Training significa "allenamento", cioè l’apprendimento
graduale di una serie di esercizi di concentrazione psichica
passiva, particolarmente studiati e concatenati, allo scopo
di portare progressivamente al realizzarsi di spontanee
modificazioni del tono muscolare, della funzionalità
vascolare, dell'attività organica, dell'equilibrio
neurovegetativo e dello stato di coscienza. L’allenamento
porta a modificazioni sempre più valide, precise e
consistenti.
Autogeno significa “che si genera da
sé”. Lo Stato Autogeno è una condizione di passività
assoluta realizzata nella indifferente contemplazione di
quanto spontaneamente accade nel proprio organismo e nella
propria mente. In conseguenza dell’apprendimento di questo
nuovo ed insolito atteggiamento si sviluppano spontanee
modificazioni psichiche e somatiche di senso opposto a
quelle provocate nella nostra mente e nel nostro corpo da
uno stato di tensione, di ansia, di stress.
Gli
esercizi del Training Autogeno si basano su una successione
guidata di esperienze di concentrazione psichica che, per
stadi, si focalizza sulle sensazioni di calma, di
pesantezza, di calore e sulle sensazioni provenienti dai
vari distretti corporei. L'apprendimento esperienziale di
questi esercizi permette di acquisire, in breve tempo, la
capacità di rilassarsi in qualsiasi momento e, in sintonia
con le sensazioni provenienti dal proprio corpo, di
sperimentare auto-controllo sulle funzioni altrimenti
"involontarie" del proprio organismo (sulla distensione
muscolare, la decontrazione vascolare, il respiro, il
battito cardiaco e sulle funzioni degli organi addominali).
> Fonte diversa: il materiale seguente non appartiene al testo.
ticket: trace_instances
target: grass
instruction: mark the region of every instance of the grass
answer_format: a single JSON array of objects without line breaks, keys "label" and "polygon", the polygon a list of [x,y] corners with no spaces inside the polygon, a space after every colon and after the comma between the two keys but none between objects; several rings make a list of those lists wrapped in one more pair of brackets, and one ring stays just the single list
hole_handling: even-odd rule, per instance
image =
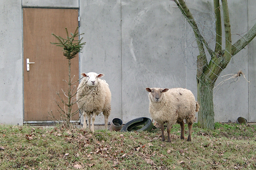
[{"label": "grass", "polygon": [[160,131],[93,134],[75,128],[0,125],[0,169],[256,168],[256,126],[217,123],[210,130],[194,124],[191,142],[179,138],[180,129],[174,126],[169,143],[161,141]]}]

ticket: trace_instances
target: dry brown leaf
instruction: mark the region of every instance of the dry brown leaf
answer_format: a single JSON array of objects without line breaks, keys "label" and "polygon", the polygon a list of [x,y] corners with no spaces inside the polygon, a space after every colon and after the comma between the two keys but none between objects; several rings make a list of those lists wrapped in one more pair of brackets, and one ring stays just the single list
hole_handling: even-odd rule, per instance
[{"label": "dry brown leaf", "polygon": [[153,161],[150,159],[145,159],[145,160],[146,160],[146,162],[148,164],[150,164],[150,165],[154,164],[154,162],[153,162]]},{"label": "dry brown leaf", "polygon": [[32,136],[28,136],[28,139],[29,140],[32,140],[32,139],[33,139],[33,138]]},{"label": "dry brown leaf", "polygon": [[164,143],[162,143],[161,144],[160,144],[160,146],[161,146],[162,147],[165,147],[166,145],[165,145],[165,144]]},{"label": "dry brown leaf", "polygon": [[75,169],[80,169],[81,168],[82,168],[82,166],[81,165],[77,164],[76,165],[74,165],[74,167]]}]

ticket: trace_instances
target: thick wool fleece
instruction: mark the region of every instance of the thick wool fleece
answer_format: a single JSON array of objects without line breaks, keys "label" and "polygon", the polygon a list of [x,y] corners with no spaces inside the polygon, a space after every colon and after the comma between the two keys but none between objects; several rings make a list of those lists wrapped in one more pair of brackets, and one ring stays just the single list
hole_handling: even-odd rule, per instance
[{"label": "thick wool fleece", "polygon": [[87,85],[86,79],[83,79],[78,86],[76,94],[77,99],[81,98],[78,102],[78,105],[87,115],[95,111],[97,115],[103,112],[104,115],[108,116],[111,109],[111,93],[106,81],[98,79],[98,85],[92,88]]},{"label": "thick wool fleece", "polygon": [[189,90],[181,88],[169,89],[163,93],[163,98],[160,102],[154,102],[149,94],[149,113],[153,120],[158,123],[169,123],[172,125],[183,121],[192,124],[195,121],[195,112],[199,105]]}]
L'obiettivo implicito del Training Autogeno è arrivare ad
uno stato di "commutazione organismica globale" mediante un
allenamento regolare. In questo stato si prende coscienza
dei processi fisiologici di distensione che avvengono nel
proprio corpo: l'ipotonia (ossia il calo della tensione
muscolare) viene vissuta come pesantezza e l'aumento
dell'irrorazione sanguigna della pelle come calore.
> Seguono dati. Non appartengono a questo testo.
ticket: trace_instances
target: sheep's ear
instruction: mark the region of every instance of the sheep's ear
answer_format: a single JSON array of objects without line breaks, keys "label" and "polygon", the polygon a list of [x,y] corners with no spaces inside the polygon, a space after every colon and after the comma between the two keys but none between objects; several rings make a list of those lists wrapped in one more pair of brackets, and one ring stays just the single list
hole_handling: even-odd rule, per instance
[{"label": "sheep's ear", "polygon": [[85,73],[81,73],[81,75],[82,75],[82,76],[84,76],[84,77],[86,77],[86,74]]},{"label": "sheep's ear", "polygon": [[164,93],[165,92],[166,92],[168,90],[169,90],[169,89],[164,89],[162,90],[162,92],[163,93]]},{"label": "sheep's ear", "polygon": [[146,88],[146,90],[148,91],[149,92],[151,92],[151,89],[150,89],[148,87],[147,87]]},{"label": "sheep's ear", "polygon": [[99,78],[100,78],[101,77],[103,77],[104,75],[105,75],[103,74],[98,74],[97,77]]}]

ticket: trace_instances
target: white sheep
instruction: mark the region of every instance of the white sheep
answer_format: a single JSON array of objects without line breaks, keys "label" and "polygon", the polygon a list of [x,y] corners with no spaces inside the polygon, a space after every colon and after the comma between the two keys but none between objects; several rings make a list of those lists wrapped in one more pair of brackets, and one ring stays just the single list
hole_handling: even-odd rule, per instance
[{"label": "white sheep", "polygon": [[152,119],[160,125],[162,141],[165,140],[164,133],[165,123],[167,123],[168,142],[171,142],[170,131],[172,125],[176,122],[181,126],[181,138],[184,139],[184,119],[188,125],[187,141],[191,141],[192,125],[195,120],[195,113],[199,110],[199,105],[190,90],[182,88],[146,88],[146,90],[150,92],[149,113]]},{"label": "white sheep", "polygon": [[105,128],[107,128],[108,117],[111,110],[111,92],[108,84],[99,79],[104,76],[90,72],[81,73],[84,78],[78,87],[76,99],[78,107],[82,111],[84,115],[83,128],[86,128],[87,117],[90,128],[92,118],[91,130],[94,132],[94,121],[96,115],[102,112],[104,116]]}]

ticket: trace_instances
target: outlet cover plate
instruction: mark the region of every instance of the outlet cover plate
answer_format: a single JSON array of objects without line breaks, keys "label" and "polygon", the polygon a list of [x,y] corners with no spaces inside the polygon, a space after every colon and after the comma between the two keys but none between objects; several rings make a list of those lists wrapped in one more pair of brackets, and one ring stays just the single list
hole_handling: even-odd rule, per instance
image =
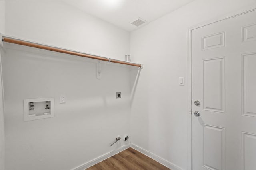
[{"label": "outlet cover plate", "polygon": [[64,95],[60,95],[60,103],[66,103],[66,96]]},{"label": "outlet cover plate", "polygon": [[116,98],[117,99],[120,99],[121,98],[121,92],[116,92]]}]

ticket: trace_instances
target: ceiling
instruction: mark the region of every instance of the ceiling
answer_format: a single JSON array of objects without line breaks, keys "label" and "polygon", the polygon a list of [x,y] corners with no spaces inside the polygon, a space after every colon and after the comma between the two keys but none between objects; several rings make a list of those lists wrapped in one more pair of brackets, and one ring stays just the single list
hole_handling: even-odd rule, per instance
[{"label": "ceiling", "polygon": [[[62,0],[127,31],[134,30],[194,0]],[[147,22],[131,24],[138,17]]]}]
Il Training Autogeno favorisce un riequilibrio funzionale
dell'organismo nella sua globalità, a partire dal livello di
tensione della muscolatura: la riduzione dello stato di
tensione della muscolatura globale (tono muscolare) ottenuta
col training, così come l'attenuazione dello stato di veglia
(vigilanza), sono facilmente misurabili con l'EMG -
registrazione del decorso delle correnti attive muscolari -
o con l'elettroencefalogramma (la registrazione del decorso
delle correnti attive cerebrali).
Attraverso un
allenamento regolare, la distensione coinvolge un numero via
via maggiore di fibre muscolari, le quali, a loro volta,
comunicano questo stato di rilassamento a determinate
regioni cerebrali per mezzo degli impulsi nervosi. Ciò
comporta a sua volta il coinvolgimento nella distensione
delle funzioni controllate da queste regioni del cervello,
il che alla fine induce al rilassamento di altri gruppi
muscolari, compresi quelli intestinali e vascolari.
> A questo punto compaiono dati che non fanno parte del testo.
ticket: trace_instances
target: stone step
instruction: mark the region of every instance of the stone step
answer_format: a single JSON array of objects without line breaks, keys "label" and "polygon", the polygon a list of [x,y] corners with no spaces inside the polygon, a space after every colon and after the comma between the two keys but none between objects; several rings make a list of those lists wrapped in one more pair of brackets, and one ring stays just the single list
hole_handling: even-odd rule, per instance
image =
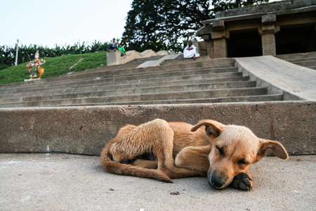
[{"label": "stone step", "polygon": [[126,94],[155,94],[165,92],[178,92],[178,91],[194,91],[197,90],[211,90],[216,89],[235,89],[235,88],[246,88],[255,87],[256,82],[230,82],[213,84],[195,84],[190,85],[177,85],[177,86],[159,86],[152,87],[134,88],[130,87],[111,87],[112,89],[104,89],[102,91],[87,91],[83,90],[82,92],[78,90],[73,90],[72,93],[41,95],[37,96],[20,96],[15,98],[1,98],[1,103],[15,103],[23,101],[48,101],[66,98],[88,98],[88,97],[101,97],[107,96],[124,96]]},{"label": "stone step", "polygon": [[296,61],[289,61],[294,64],[308,68],[310,69],[315,69],[316,67],[316,59],[315,60],[296,60]]},{"label": "stone step", "polygon": [[[240,75],[240,74],[239,74]],[[219,77],[201,79],[179,79],[179,80],[164,80],[164,79],[152,79],[147,81],[139,82],[138,80],[133,81],[124,81],[119,82],[104,82],[98,84],[78,84],[71,87],[55,87],[53,89],[41,89],[40,93],[37,91],[24,91],[25,89],[21,89],[20,92],[11,93],[1,95],[2,98],[11,98],[15,97],[25,97],[25,96],[37,96],[43,95],[56,95],[60,94],[71,94],[79,92],[94,92],[106,90],[116,90],[116,89],[140,89],[140,88],[150,88],[157,87],[169,87],[169,86],[185,86],[199,84],[213,83],[224,84],[229,86],[234,85],[235,82],[245,82],[249,79],[249,77]],[[220,85],[223,86],[223,85]]]},{"label": "stone step", "polygon": [[100,97],[82,97],[77,98],[47,100],[0,103],[0,108],[31,107],[31,106],[71,106],[87,103],[117,103],[127,101],[167,101],[181,99],[201,99],[246,96],[267,95],[266,87],[226,89],[192,91],[164,92],[145,94],[130,94],[125,96],[107,96]]},{"label": "stone step", "polygon": [[[233,68],[232,66],[228,66],[228,65],[223,65],[223,66],[216,66],[216,67],[202,67],[201,65],[201,63],[197,64],[195,65],[191,65],[192,67],[190,68],[185,69],[185,65],[175,65],[173,66],[174,68],[179,68],[178,69],[173,69],[173,71],[171,71],[169,70],[169,68],[128,68],[128,69],[120,69],[120,70],[112,70],[111,71],[103,71],[100,70],[100,72],[95,72],[93,73],[89,73],[86,72],[85,74],[74,74],[72,75],[63,75],[61,77],[52,77],[45,79],[41,79],[41,80],[34,80],[34,81],[29,81],[27,82],[19,82],[19,83],[14,83],[15,85],[13,85],[13,84],[4,84],[0,86],[0,91],[1,88],[9,88],[9,87],[29,87],[32,85],[36,86],[38,87],[39,84],[47,84],[50,83],[64,83],[65,82],[68,81],[76,81],[76,80],[88,80],[88,79],[99,79],[105,77],[113,77],[117,75],[144,75],[144,74],[152,74],[155,73],[157,74],[159,72],[161,73],[165,73],[167,72],[169,75],[172,74],[173,70],[178,70],[178,72],[182,72],[183,70],[190,70],[189,69],[191,69],[192,71],[193,70],[215,70],[215,69],[220,69],[223,70],[225,68]],[[9,85],[11,84],[11,85]]]},{"label": "stone step", "polygon": [[0,94],[8,94],[17,92],[24,92],[26,91],[43,90],[46,89],[55,89],[56,87],[72,87],[74,85],[80,84],[93,84],[105,82],[123,82],[124,81],[135,83],[140,81],[147,82],[150,80],[179,80],[179,79],[210,79],[220,78],[224,77],[237,77],[241,76],[241,73],[237,72],[237,68],[218,68],[218,69],[192,69],[190,70],[183,70],[176,72],[150,72],[147,74],[133,74],[133,75],[115,75],[113,77],[100,77],[93,79],[71,79],[69,81],[59,81],[51,83],[41,83],[38,84],[29,84],[25,86],[17,86],[16,87],[1,87],[0,88]]},{"label": "stone step", "polygon": [[[201,99],[177,99],[177,100],[159,100],[147,101],[128,101],[120,102],[119,105],[162,105],[162,104],[193,104],[193,103],[236,103],[236,102],[261,102],[261,101],[282,101],[283,94],[262,95],[262,96],[232,96],[223,98],[211,98]],[[114,106],[117,103],[86,103],[81,106]],[[68,106],[67,105],[67,106]]]}]

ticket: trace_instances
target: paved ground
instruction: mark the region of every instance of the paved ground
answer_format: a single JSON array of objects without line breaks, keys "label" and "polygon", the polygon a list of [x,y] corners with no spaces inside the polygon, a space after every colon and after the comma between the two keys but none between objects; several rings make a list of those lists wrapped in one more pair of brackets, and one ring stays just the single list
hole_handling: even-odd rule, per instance
[{"label": "paved ground", "polygon": [[150,179],[105,172],[99,157],[0,154],[0,210],[315,210],[316,156],[263,158],[249,192],[205,178]]}]

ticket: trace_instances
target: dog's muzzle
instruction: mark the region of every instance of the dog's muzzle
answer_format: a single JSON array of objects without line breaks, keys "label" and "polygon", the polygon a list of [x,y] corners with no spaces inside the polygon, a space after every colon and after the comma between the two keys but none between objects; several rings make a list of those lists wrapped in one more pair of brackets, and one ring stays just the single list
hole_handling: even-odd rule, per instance
[{"label": "dog's muzzle", "polygon": [[217,174],[212,174],[211,170],[207,171],[207,181],[212,186],[218,189],[223,188],[225,187],[225,182],[220,177],[216,177]]}]

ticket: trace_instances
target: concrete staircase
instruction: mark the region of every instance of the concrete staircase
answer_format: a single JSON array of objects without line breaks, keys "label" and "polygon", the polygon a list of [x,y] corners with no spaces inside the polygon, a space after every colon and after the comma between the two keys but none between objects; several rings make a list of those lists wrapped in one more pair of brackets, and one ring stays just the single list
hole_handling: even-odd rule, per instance
[{"label": "concrete staircase", "polygon": [[[158,56],[159,57],[159,56]],[[150,58],[146,58],[150,59]],[[143,59],[0,87],[0,108],[282,101],[256,87],[231,58],[183,58],[136,68]]]}]

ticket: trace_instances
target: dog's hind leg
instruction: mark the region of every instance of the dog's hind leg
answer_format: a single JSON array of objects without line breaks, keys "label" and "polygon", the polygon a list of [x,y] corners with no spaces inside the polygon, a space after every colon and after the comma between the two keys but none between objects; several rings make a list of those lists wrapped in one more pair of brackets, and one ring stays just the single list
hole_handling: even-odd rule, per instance
[{"label": "dog's hind leg", "polygon": [[[173,131],[168,122],[162,120],[154,120],[143,124],[141,141],[148,149],[152,149],[158,160],[157,170],[170,178],[183,178],[200,175],[200,172],[175,166],[173,158]],[[145,132],[145,133],[143,133]],[[142,147],[142,146],[140,146]]]},{"label": "dog's hind leg", "polygon": [[158,167],[158,161],[138,159],[134,161],[133,165],[141,167],[146,169],[157,169]]},{"label": "dog's hind leg", "polygon": [[203,172],[206,176],[209,168],[209,154],[211,145],[203,146],[187,146],[176,157],[176,165],[183,168]]}]

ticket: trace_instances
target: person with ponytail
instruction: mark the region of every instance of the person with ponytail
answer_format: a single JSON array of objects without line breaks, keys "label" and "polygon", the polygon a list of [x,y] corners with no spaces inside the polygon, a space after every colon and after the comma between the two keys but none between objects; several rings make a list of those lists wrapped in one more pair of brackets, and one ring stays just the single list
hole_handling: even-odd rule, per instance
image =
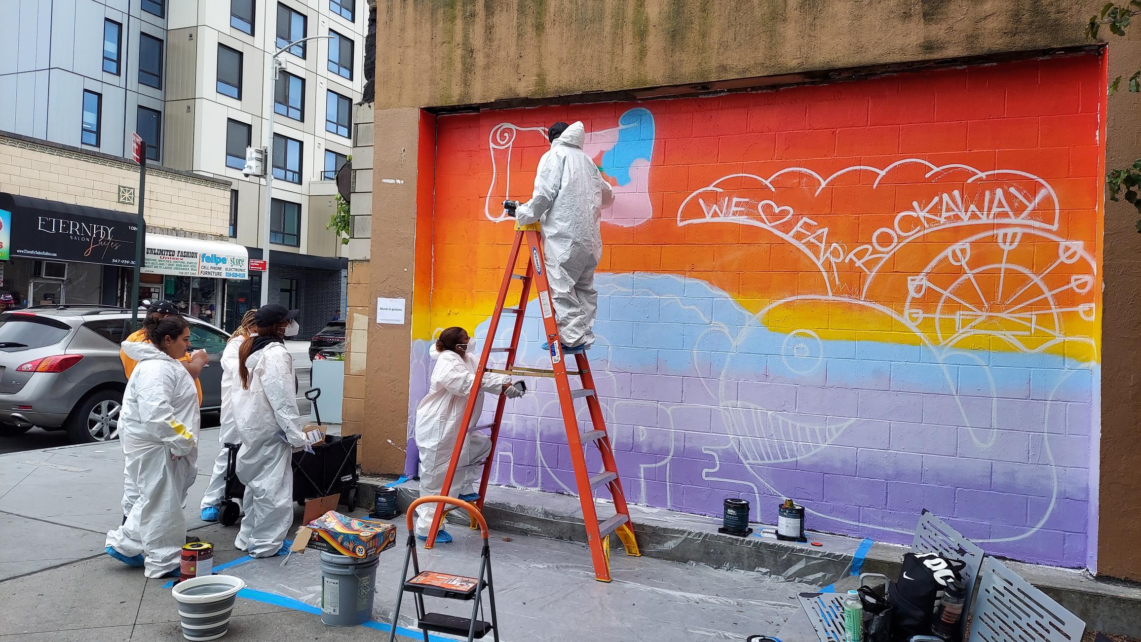
[{"label": "person with ponytail", "polygon": [[297,316],[276,303],[258,308],[256,334],[237,350],[230,405],[242,439],[237,478],[245,485],[245,515],[234,545],[251,558],[286,553],[293,525],[293,449],[305,446],[305,431],[285,338],[297,335]]},{"label": "person with ponytail", "polygon": [[[468,403],[471,387],[476,384],[476,357],[469,352],[471,338],[462,327],[453,326],[439,333],[436,344],[429,350],[436,366],[431,371],[428,395],[416,406],[416,448],[420,450],[420,496],[439,495],[444,488],[444,477],[447,464],[455,448],[455,440],[466,434],[463,449],[460,454],[460,468],[452,480],[452,496],[464,502],[479,498],[475,482],[479,477],[479,465],[492,452],[492,442],[482,432],[469,432],[461,428],[463,411]],[[482,392],[505,395],[509,398],[523,397],[526,387],[523,382],[512,384],[511,377],[504,374],[485,373],[479,384]],[[484,396],[476,399],[476,408],[471,415],[471,425],[479,420],[483,411]],[[415,533],[420,539],[428,539],[431,529],[432,514],[436,504],[423,504],[416,509]],[[436,542],[447,543],[452,536],[446,530],[436,534]]]},{"label": "person with ponytail", "polygon": [[221,352],[221,408],[219,408],[218,423],[221,428],[221,447],[218,456],[215,457],[213,472],[210,473],[210,485],[202,495],[202,521],[218,521],[220,518],[218,505],[221,496],[226,491],[226,464],[229,460],[229,449],[226,444],[237,444],[241,438],[237,434],[237,421],[234,418],[234,389],[238,388],[237,375],[237,352],[251,335],[257,336],[257,325],[254,325],[254,310],[248,310],[242,316],[242,325],[234,331],[226,349]]},{"label": "person with ponytail", "polygon": [[126,478],[122,526],[107,533],[106,552],[146,577],[177,575],[186,518],[183,506],[197,476],[199,396],[179,363],[191,346],[186,319],[143,322],[146,341],[123,341],[135,361],[123,392],[119,442]]}]

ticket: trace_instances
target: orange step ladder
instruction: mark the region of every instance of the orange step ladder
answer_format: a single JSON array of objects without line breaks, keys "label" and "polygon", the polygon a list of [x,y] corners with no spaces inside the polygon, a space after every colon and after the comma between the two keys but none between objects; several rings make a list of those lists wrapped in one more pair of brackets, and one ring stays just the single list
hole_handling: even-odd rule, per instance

Attraverso questo processo, il Training Autogeno è utile
per:
- Un più profondo e rapido recupero di energie
- Autoinduzione di calma
- Autoregolazione di funzioni corporee altrimenti involontarie
- Miglioramento delle prestazioni
- Diminuzione della percezione del dolore
- Autodeterminazione
- Introspezione e autocontrollo
La pratica del Training Autogeno rende così possibile ridurre gli effetti dello stress sul nostro organismo, imparare a modificare la percezione del dolore fisico, affrontare meglio situazioni cariche emotivamente o fonte di ansia, migliorare il tono del proprio umore, recuperare energie e sviluppare una più profonda e funzionale esperienza di sé stessi e del proprio corpo. L'esperienza del training autogeno non richiede alcuno sforzo fisico e, con pochi minuti al giorno di esercizio tra un incontro e l'altro, assicura risultati validi.